Drawing false inferences: evidence

The most interesting, and the most important, theoretical predictions from the previous section involve the effect of the government's motive as perceived by consumers. We conducted a survey study to test these predictions. In particular, we set out to test how perceived motives affect the inferences that consumers draw from the government's decision to mandate disclosure. Our results confirm that when consumers believe that the government is motivated by new research, they draw stronger inferences from the government's decision to mandate disclosure. Our results also provide suggestive evidence that many consumers hold false beliefs about government motives – false beliefs that result in false inferences. (We also test predictions about the effect of consumers’ prior beliefs.)

Methodology and survey design

The primary focus of this study is on the relationships between three variables: (1) a government regulatory Action; (2) the government's Motive for the Action; and (3) consumer Risk perceptions about the subject of the Action. We examined two food ingredients as subjects of potential regulation: GMOs and Z25, a fictional synthetic preservative that is “sometimes added to make food stay fresher and last longer.”

Government Action

In all cases, the government chose one of three actions: (1) make no requirement and let food producers decide whether to mention this ingredient on the label (No Action); (2) require that the label has a clear statement that the food contains this ingredient (Disclosure); or (3) require that the label includes a warning that the food contains this ingredient and it could pose at least some risk for some people (Warning). The distinction between disclosure and warning allows us to explore the implications of the disclosure's content and framing on perceived risk.

Government Motive

We examined three possible government Motives for the government's regulatory Action:

  1. (1) People have a RtK what is in their food, and government regularly evaluates whether or not information should be added to food labels (RtK).

  2. (2) Political pressure from food lobbying groups.
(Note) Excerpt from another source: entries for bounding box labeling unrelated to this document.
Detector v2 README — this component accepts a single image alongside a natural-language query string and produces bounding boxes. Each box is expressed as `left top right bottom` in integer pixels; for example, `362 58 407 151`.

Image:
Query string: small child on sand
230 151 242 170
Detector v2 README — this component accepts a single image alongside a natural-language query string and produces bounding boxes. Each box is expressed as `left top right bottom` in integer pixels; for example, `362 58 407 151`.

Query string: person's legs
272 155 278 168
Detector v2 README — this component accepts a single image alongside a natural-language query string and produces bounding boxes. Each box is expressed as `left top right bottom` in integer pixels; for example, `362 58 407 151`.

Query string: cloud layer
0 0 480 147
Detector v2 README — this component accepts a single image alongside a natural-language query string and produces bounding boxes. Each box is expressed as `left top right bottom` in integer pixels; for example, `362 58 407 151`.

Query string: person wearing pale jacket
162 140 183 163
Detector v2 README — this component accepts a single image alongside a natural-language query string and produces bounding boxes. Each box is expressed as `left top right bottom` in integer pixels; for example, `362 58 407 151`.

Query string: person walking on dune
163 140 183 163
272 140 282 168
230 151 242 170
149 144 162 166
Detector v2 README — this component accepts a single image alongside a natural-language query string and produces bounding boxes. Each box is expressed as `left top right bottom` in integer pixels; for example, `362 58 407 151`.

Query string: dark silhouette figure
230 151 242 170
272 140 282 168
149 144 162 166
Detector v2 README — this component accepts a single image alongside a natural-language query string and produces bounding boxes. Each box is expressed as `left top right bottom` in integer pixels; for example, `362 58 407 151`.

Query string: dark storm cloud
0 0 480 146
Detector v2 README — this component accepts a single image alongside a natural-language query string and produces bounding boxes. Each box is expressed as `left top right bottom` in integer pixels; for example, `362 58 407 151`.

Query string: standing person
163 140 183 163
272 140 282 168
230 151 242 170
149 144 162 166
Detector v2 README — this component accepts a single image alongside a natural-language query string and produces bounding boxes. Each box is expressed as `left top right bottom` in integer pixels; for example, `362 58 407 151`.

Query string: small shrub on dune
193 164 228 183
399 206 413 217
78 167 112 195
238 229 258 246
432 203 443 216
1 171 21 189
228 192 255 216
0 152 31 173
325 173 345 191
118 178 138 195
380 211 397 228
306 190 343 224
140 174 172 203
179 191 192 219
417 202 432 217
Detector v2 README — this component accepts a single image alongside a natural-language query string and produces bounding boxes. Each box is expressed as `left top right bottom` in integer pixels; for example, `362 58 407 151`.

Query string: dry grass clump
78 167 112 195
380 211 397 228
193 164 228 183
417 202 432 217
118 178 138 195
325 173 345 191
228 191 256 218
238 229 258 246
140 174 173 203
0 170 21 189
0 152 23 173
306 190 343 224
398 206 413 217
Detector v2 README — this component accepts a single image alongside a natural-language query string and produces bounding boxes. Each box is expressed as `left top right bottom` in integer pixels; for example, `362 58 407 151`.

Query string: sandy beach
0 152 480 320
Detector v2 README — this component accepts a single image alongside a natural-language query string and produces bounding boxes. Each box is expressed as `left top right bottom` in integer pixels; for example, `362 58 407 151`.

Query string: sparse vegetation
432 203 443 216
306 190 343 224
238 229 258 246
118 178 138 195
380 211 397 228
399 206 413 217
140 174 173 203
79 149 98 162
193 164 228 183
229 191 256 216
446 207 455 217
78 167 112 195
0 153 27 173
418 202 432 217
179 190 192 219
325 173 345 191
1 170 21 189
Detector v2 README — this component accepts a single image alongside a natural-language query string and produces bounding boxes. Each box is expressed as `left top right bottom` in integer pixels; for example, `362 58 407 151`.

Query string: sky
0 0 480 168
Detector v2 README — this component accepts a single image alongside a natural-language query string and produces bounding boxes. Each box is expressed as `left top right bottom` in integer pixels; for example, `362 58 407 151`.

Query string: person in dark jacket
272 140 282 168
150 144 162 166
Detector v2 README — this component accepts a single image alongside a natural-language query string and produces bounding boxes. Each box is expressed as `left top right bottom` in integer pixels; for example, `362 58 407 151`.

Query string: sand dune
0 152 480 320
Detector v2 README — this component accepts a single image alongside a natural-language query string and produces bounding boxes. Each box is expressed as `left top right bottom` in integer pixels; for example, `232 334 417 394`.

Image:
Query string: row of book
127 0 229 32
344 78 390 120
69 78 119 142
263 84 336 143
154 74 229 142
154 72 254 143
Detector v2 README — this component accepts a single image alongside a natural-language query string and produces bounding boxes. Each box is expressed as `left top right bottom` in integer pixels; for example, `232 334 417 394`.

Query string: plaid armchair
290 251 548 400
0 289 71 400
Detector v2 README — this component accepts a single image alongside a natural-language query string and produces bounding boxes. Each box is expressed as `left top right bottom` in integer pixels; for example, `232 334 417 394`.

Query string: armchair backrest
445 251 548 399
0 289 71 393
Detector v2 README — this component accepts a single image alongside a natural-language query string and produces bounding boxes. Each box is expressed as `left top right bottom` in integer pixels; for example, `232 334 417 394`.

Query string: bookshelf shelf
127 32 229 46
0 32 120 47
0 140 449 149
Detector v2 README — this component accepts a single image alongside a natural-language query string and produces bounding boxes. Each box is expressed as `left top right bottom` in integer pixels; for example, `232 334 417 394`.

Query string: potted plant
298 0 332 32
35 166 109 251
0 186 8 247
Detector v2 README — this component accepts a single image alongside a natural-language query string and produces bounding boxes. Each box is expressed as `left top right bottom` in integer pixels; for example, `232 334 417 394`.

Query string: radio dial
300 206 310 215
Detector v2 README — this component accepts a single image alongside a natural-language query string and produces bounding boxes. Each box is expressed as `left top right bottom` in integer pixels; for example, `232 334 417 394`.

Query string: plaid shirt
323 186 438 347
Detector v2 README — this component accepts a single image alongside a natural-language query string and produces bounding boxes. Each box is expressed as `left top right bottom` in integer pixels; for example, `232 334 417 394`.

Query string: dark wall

Industry groups typically argue against adding information and consumer groups typically argue in favor.

  3. (3) New research findings are published or reported about the safety or risk of an ingredient.

Some respondents were told the government's Motive immediately after learning of the Action (Manipulated Motive), while others were asked, “Why do you think the government decided to take this action?” and then asked to select one of the three Motives as the best reason (Perceived Motive). Comparing the effects of Manipulated and Perceived Motives allows for a direct test of the inference problem.

Perceived Risk

Respondents assessed risk on a 0 (“Definitely Won't Cause Harm”) to 100 (“Definitely Will Cause Harm”) scale. All respondents assessed Perceived Risk after learning about the Action and either learning about or assessing the Motive (Posterior Risk). Some respondents also assessed perceived risk before learning about the Action or Motive (Prior Risk). All respondents answered a purchase intent question after assessing their Posterior – “Given the action taken by the government, how does this affect your willingness to purchase foods that contain GMO (or Z25)?” – on a five-point scale from “Much Less Likely to Purchase” to “Much More Likely to Purchase.”

Other variables

Respondents also reported their age, gender, shopping frequency and political views (on the widely used seven-point “Extremely Conservative” to “Extremely Liberal” scale). In the GMO conditions, respondents also indicated their level of knowledge about GMOs on a five-point scale from “No Knowledge” to “A Great Deal of Knowledge.”

Design

The GMO and Z25 studies were conducted on consecutive Wednesdays at the same time of day. The studies were parallel except that Prior Risk was assessed in the GMO study (since Z25 was fictional we did not assess Priors). The additional heterogeneity due to previous GMO knowledge accounts for the larger samples in the GMO conditions. There were no significant differences between the samples on demographics, shopping frequency or political views. In each study, participants were randomly assigned to either the Manipulated or Perceived Motive condition. In the Perceived Motive conditions, the order in which Motives appeared was randomized across participants to remove any order effect. Table 1 lists the four studies that we conducted and the numbers of participants in each study.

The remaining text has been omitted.